Bio:
Dr. AFM Kamal Chowdhury was a postdoctoral scholarK in the Clean Energy Transformation Lab of Environmental Studies Program at the University of California Santa Barbara during 2020-2021. He is now an Associate Research Scientist at the Joint Global Change Research Institute, University of Maryland.
At CETlab, Kamal’s research focused on the impacts of climate change and weather-dependent renewables on the hydropower and broader electricity systems in Southern Africa, India, and other regions.
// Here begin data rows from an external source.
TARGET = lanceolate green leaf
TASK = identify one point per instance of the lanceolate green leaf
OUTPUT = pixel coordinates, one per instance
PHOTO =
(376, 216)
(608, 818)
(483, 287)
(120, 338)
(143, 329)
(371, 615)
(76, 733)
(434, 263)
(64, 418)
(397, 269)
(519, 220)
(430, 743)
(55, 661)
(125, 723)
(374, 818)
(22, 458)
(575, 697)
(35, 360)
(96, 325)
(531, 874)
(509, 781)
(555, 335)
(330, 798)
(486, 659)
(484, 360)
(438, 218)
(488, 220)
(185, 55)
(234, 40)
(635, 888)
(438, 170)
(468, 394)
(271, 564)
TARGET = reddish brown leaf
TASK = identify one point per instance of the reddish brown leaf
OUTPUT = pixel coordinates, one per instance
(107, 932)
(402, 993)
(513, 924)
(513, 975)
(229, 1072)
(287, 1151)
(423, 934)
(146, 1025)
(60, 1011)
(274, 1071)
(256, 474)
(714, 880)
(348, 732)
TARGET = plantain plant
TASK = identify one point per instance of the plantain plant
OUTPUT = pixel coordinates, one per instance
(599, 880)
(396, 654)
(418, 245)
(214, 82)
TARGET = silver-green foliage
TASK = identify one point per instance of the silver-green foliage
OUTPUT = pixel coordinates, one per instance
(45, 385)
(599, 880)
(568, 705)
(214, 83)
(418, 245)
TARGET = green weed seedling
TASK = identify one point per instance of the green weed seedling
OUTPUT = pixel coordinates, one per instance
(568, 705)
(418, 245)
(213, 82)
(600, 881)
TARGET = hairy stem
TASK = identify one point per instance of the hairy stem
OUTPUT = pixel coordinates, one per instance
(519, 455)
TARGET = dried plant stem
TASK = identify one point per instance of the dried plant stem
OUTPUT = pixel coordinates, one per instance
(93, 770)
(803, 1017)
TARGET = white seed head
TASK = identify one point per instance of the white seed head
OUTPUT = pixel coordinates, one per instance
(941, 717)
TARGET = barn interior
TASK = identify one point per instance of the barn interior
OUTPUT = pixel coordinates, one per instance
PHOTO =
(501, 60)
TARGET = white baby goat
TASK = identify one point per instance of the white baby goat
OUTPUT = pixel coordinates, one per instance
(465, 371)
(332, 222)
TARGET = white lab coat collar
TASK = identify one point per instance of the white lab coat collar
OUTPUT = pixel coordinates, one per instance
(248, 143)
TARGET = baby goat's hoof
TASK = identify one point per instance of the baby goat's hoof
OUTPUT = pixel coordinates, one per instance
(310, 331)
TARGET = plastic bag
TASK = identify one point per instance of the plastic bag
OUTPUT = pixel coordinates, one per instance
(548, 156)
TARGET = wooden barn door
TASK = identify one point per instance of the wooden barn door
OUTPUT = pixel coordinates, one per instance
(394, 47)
Before CETlab, he was based in Singapore where he assessed the effects of hydro-climatic variability on the hydropower production at Southeast Asian river basins (Mekong, Chao Phraya, Irrawaddy) and operations of national/interconnected (Laos, Thailand, Cambodia, and Myanmar) electricity systems. Kamal is enthusiastic to develop tools to simulate and optimize engineering systems. He developed PowNet, a unit commitment economic dispatch model for large-scale power systems analysis. He also contributed to develop VIC-Res and VIC-ResOpt, the hydrological models for simulation and optimization of reservoir operations. Kamal’s PhD work contributed to a stochastic rainfall simulator, known as Decadal and Hierarchical Markov Chain (DHMC) model. He completed PhD in Civil Engineering from the University of Newcastle, Australia in 2017, followed by a summer research fellowship in the Australian National University. In 2018-2020, Kamal worked as a postdoctoral research fellow in the Singapore University of Technology and Design, Singapore. Before that, he conducted several teaching and consultancy assignments in Bangladesh and Australia.